Dila menawari Angela mau minum atau tidak. Ia kasihan melihat wajah Angela dipenuhi keringat plus kaki yang kesakitan. Angela menggangguk. Dila mengeluarkan botol air mineral dari tasnya. Angela menerima air mineral botol yang diberikan oleh Dila. Angela meneguknya beberapa kali. Usai minum ia menutup botol air itu dan meletakkannya di bawah kursi yang ia duduki.
”Ponselku ada di kamu kan, Dil?”
”Iya, Njel. Tenang. Aman. Tadi waktu kamu tampil sama anak-anak OSIS aku rekam kok. Begitu dance kalian kelar buru-buru aku masuk ke sini lagi.”
”Makasih, ya Dil."
”Sama-sama. Hari ini aku lagi baik hati. Mau jadi pelayan kalian. Jadi team make up. Jadi penjaga tas. Jadi tim dokumenter kalian bertiga. Huuufffttt.... semoga ada berkahnya,” kata Dila. Angela terkekeh mendengar komentar sahabatnya itu. Sejenak ia melupakan sakit kakinya.
”Ponselku mana, Dil? Aku penasaran sama penampilan kami pas nge-dance tadi."
Dila kembali membuka tas yang menggantung di badannya untuk mengeluarkan ponsel milik Angela. Dan beberapa detik kemudian terlihat Angela tersenyum saat melihat ponselnya. Ia sedang menyaksikan penampilannya bersama rekan-rekan OSIS-nya menari bersama.
Sebuah notifikasi masuk. Angela menatapnya. Pesan dari Kak Revin. Angela membukanya.
[Dancenya bagus....foto bareng dong!]
Angela tersenyum membacanya. Ia terlihat mengetikan sesuatu.
[Sekarang?]
Tulis Angela ke Kak Revin. Dan segera terlihat Kak Revin mengetik balasan.
[Iya sih kalo bisa]
Dahi Angela terlihat mengerut.
[Mau foto dimana Kak? Kayaknya nggak ada tempat yang bagus buat foto deh]
Kak Revin membalas.
[Coba kamu keluar dari situ! Jalan dikit ke arah toilet. Deket situ tadi kulihat ada tempat yang bisa di pakai foto. Cahayanya lumayan terang kok]
Angela mengetik kata oke. Ia bangkit dari duduknya.
”Aku ke toilet sebentar ya,” kata Angela ke Dila dan Naya yang kini sibuk mengobrol dengan tim tarinya sejak Angela sibuk menonton ponselnya tadi.
Dila dan Naya mengangguk.
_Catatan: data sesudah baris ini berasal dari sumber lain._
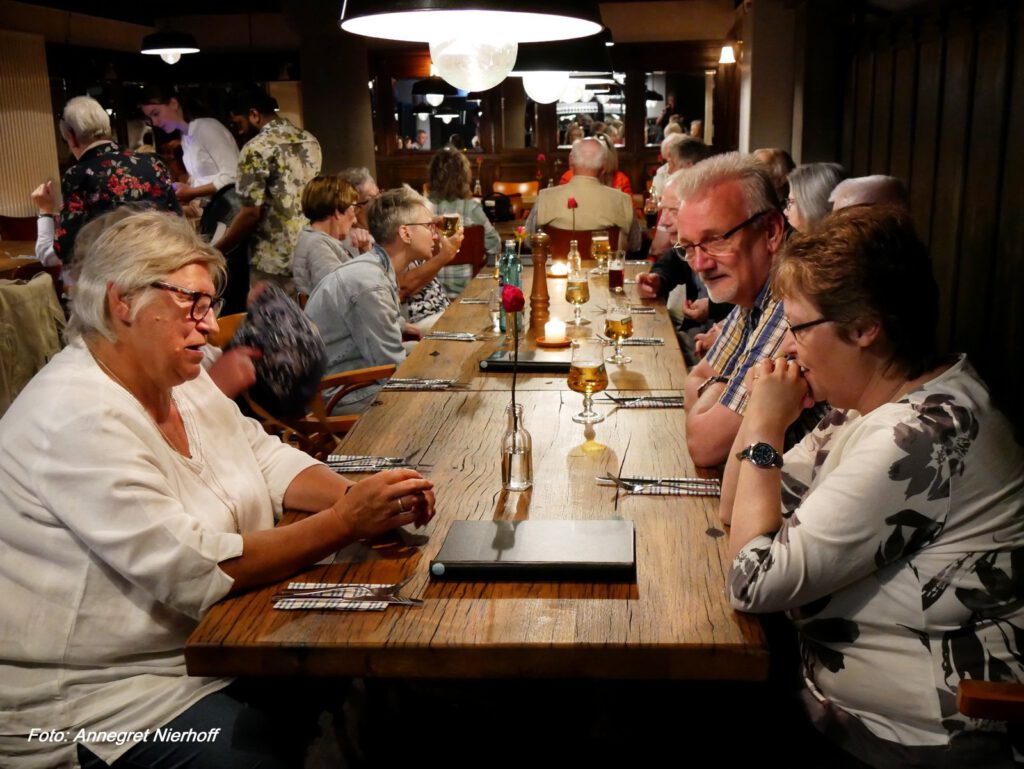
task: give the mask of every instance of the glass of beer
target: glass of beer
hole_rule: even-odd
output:
[[[622,299],[612,299],[604,316],[604,336],[615,343],[615,354],[606,357],[609,364],[628,364],[633,358],[623,354],[623,342],[633,336],[633,315],[630,305]]]
[[[611,254],[611,245],[608,242],[608,232],[605,229],[596,229],[590,239],[590,251],[597,262],[594,268],[595,275],[603,275],[608,271],[608,255]]]
[[[583,316],[583,305],[590,301],[590,281],[587,271],[583,269],[569,272],[565,282],[565,301],[572,305],[572,326],[590,326],[590,321]]]
[[[451,238],[459,231],[459,214],[441,214],[441,234]]]
[[[569,367],[569,389],[583,393],[583,411],[572,417],[573,422],[592,425],[603,422],[604,415],[594,411],[594,393],[608,386],[608,372],[604,368],[604,351],[596,339],[584,339],[572,348]]]
[[[616,251],[608,260],[608,291],[612,294],[626,292],[626,254]]]

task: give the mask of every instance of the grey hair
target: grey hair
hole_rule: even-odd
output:
[[[377,243],[391,243],[398,237],[398,227],[410,224],[422,206],[433,215],[430,201],[409,184],[381,193],[367,208],[367,225]]]
[[[125,296],[137,296],[131,305],[131,316],[135,317],[156,295],[150,285],[188,264],[206,267],[218,291],[224,285],[224,257],[182,217],[145,211],[114,222],[81,254],[69,341],[93,335],[116,341],[108,287],[116,287]]]
[[[844,179],[833,189],[828,202],[833,204],[833,211],[850,206],[896,206],[904,211],[910,209],[902,180],[882,174]]]
[[[808,163],[790,172],[790,197],[805,226],[813,227],[831,211],[828,194],[845,178],[839,163]]]
[[[753,156],[741,153],[725,153],[709,158],[695,166],[685,169],[676,182],[682,202],[703,195],[719,184],[734,181],[743,193],[746,215],[754,216],[769,209],[778,210],[778,196],[763,166]]]
[[[578,139],[572,142],[572,149],[569,151],[569,166],[581,170],[601,173],[607,159],[608,147],[603,141],[593,137]]]
[[[360,193],[366,184],[374,181],[374,177],[373,174],[370,173],[370,169],[362,166],[358,168],[344,168],[338,173],[338,176],[343,178]]]
[[[65,104],[60,117],[60,135],[70,141],[71,134],[80,144],[111,138],[111,116],[91,96],[76,96]]]
[[[668,161],[670,158],[679,162],[679,147],[686,141],[686,137],[681,133],[670,133],[662,139],[662,157]]]

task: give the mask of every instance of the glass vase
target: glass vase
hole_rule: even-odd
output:
[[[523,492],[534,485],[534,439],[522,424],[522,403],[505,409],[508,426],[502,437],[502,486]]]

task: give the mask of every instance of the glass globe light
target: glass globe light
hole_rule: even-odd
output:
[[[523,90],[539,104],[557,101],[568,84],[567,72],[524,72],[522,75]]]
[[[477,35],[430,43],[437,74],[464,91],[485,91],[508,77],[519,46],[515,41]]]

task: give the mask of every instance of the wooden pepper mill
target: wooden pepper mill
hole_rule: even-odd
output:
[[[548,296],[548,256],[551,238],[543,229],[529,239],[534,261],[534,286],[529,291],[529,333],[534,339],[544,336],[544,325],[551,319],[551,298]]]

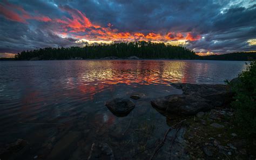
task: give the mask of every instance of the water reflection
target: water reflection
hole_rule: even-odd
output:
[[[87,137],[90,140],[99,135],[104,135],[103,139],[109,135],[119,140],[117,135],[122,135],[126,129],[131,113],[117,117],[104,103],[114,98],[129,98],[134,92],[146,96],[134,101],[130,127],[144,128],[141,123],[151,126],[149,122],[154,122],[158,123],[155,127],[165,129],[169,120],[152,108],[150,101],[180,93],[169,84],[223,83],[226,79],[235,77],[245,68],[244,62],[234,61],[0,62],[0,140],[7,143],[15,139],[29,138],[28,133],[36,135],[35,133],[42,131],[36,125],[21,125],[20,122],[63,123],[65,126],[62,127],[68,130],[90,129],[92,134]],[[56,128],[45,127],[49,130],[44,131],[47,133],[45,137],[59,135],[56,129],[65,130]],[[159,134],[156,132],[154,135]],[[122,139],[126,137],[129,135]]]

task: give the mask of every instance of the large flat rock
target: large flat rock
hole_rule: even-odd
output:
[[[122,98],[107,101],[105,105],[110,111],[118,117],[127,115],[135,107],[135,104],[132,101]]]
[[[210,100],[211,105],[219,107],[230,103],[233,96],[227,85],[173,83],[171,85],[181,89],[185,95],[199,96]]]
[[[181,94],[171,94],[155,99],[151,105],[164,113],[175,115],[192,115],[215,107],[230,104],[233,93],[224,84],[172,84],[182,90]]]
[[[157,98],[151,105],[161,111],[176,115],[192,115],[207,111],[213,108],[210,100],[200,97],[173,94]]]

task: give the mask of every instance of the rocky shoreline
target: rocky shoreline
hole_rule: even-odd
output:
[[[235,79],[233,80],[235,81]],[[171,127],[164,135],[158,134],[153,137],[149,136],[153,132],[163,133],[165,130],[154,130],[156,127],[147,124],[141,127],[139,124],[136,127],[137,128],[131,129],[130,126],[132,115],[124,130],[113,129],[116,129],[112,131],[113,133],[115,133],[115,139],[122,139],[126,132],[127,135],[136,134],[142,140],[146,139],[143,149],[136,149],[137,147],[142,147],[139,139],[136,146],[134,143],[130,144],[132,143],[130,141],[122,144],[127,146],[127,148],[130,146],[132,149],[129,151],[133,153],[132,155],[126,154],[127,150],[123,150],[124,152],[117,152],[118,144],[114,142],[113,144],[113,144],[110,142],[111,140],[107,142],[106,141],[91,142],[91,140],[88,140],[91,142],[91,147],[85,149],[83,147],[87,142],[81,139],[86,139],[84,135],[89,134],[88,129],[84,132],[66,131],[64,136],[61,134],[59,137],[54,137],[53,140],[45,146],[49,155],[44,157],[39,155],[41,157],[39,159],[57,159],[63,152],[77,147],[75,156],[68,159],[77,158],[80,155],[82,156],[80,157],[88,159],[119,159],[123,156],[127,159],[147,157],[147,159],[255,159],[256,141],[245,137],[237,127],[234,120],[235,112],[230,106],[233,93],[227,85],[176,83],[171,85],[182,90],[182,94],[170,94],[150,100],[145,98],[146,94],[134,92],[130,97],[111,99],[105,104],[113,114],[123,117],[133,114],[133,113],[131,113],[133,112],[133,110],[139,107],[136,106],[138,103],[133,101],[145,98],[144,99],[150,101],[152,106],[166,117],[166,123]],[[76,130],[80,128],[84,129],[83,124],[78,123],[78,127],[72,126],[70,127],[75,128]],[[99,132],[98,129],[97,128],[96,132]],[[109,138],[108,136],[106,137]],[[56,142],[55,144],[53,142]],[[29,144],[27,141],[19,139],[14,143],[3,146],[0,148],[0,158],[11,157],[15,159],[18,155],[28,152],[26,150]],[[38,157],[35,155],[33,158]]]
Angela berjalan tanpa alas kaki. Jari-jari kakinya masih terasa sakit akibat sepatu baru yang dipakainya saat tampil tadi. Tumit kakinya juga terasa perih lantaran kulitnya tergesek sepatu barunya tersebut.
Angela berjalan ke arah toilet. Tak harus sampai toilet sudah ada Kak Revin di sana. Ada petugas dari gedung kesenian yang berjaga tak jauh dari situ. Panitia sengaja meminta seseorang berjaga di tempat itu untuk mengantisipasi keadaan. Biar aman dan menghindari segala macam kejadian yang tidak diinginkan. Angela mengangguk pada petugas itu. Sang bapak petugas tersenyum ringan ke arah Angela. Segera setelah itu Angela menuju Kak Revin yang berdiri di dekat tembok yang pencahayaannya lumayan terang. Lampu penerangan tepat berada di atas mereka.
”Maaf kak kita nggak bisa lama ya. Saya harus balik ke backstage. Harus membantu yang lain,” ujar Angela usai tangannya tos dengan Kak Revin.
”Iya. Cuma foto aja kok. Ngobrolnya besok-besok. Kita ketemuan lagi aja nanti."
Angela menggangguk. Kak Revin mengeluarkan ponselnya dari saku celananya. Beberapa detik kemudian keduanya terlihat berfoto bersama. Usai beberapa kali pose, tiba-tiba saja ponselnya Angela bergetar. Telepon masuk dari Gustav. Angela buru-buru mengangkat.